Built on landfill east of the river’s barrancas, what is now Puerto Madero expanded during the dictatorship as the military dumped debris from its massive public works projects east and southeast of the diques. Ironically enough, as native plants and animals colonized the rubble and rubbish, it became the Reserva Ecológica Costanera Sur (Avenida Tristán Achával Rodríguez 1550, tel. 011/4893-1597), now a popular destination for Sunday outings, cyclists, and joggers—not to mention a cruising area for the capital’s gays. Hours are 8 a.m.–7 p.m. Tuesday–Sunday, when reservations can be made by phone; there are guided tours weekends and holidays at 10:30 a.m. and 3:30 p.m., and moonlight tours at 8:30 p.m. on given Fridays—by previous Monday’s reservation only.

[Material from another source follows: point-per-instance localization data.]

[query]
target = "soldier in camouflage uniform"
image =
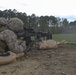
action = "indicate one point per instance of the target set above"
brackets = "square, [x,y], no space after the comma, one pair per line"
[8,37]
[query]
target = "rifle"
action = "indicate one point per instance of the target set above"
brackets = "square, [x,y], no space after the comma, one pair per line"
[27,33]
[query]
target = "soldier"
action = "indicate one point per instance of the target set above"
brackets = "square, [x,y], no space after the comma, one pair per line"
[8,37]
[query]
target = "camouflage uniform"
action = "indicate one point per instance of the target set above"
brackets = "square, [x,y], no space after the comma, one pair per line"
[10,38]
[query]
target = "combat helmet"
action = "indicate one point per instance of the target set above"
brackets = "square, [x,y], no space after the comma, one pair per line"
[3,21]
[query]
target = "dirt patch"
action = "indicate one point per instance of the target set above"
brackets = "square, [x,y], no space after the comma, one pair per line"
[60,61]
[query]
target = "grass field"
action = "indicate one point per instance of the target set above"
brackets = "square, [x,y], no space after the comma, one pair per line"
[67,37]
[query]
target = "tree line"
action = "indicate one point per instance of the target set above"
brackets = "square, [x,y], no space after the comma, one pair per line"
[54,24]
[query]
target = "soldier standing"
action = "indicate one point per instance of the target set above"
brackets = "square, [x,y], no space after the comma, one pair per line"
[8,37]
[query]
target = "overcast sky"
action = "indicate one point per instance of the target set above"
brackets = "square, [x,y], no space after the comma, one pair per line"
[58,8]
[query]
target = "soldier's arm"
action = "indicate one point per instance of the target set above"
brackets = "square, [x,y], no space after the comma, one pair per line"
[12,43]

Sequentially numbered from south to north, the four rectangular basins include a 450-berth yacht harbor at Dique No. 3; docked here, the Museo Fragata Sarmiento (tel. 011/4334-9386, 10 a.m.–7 p.m. daily, US$0.60, children under 5 free), an early-20th-century naval training vessel, is a national historical monument.
Spanish architect Santiago Calatrava’s Puente de la Mujer is a modernistic pedestrian suspension bridge whose rotating center section allows vessels to pass between Dique No. 3 and Dique No. 2. At the northernmost Dique No. 4, the Buque Museo A.R.A. Corbeta Uruguay (tel. 011/4314-1090, 10 a.m.–7 p.m. daily, US$0.60) rescued Norwegian explorers Carl Skottsberg and Otto Nordenskjöld from Antarctica in 1903. Dating from 1874, it’s the oldest Argentine vessel still afloat.
Several original cranes remain in place along the west side of the basins, where British engineers designed the redbrick warehouses. Work on the east-side buildings was slower to progress during the economic crisis, but the riverfront is finally making a contribution to Buenos Aires’s livability.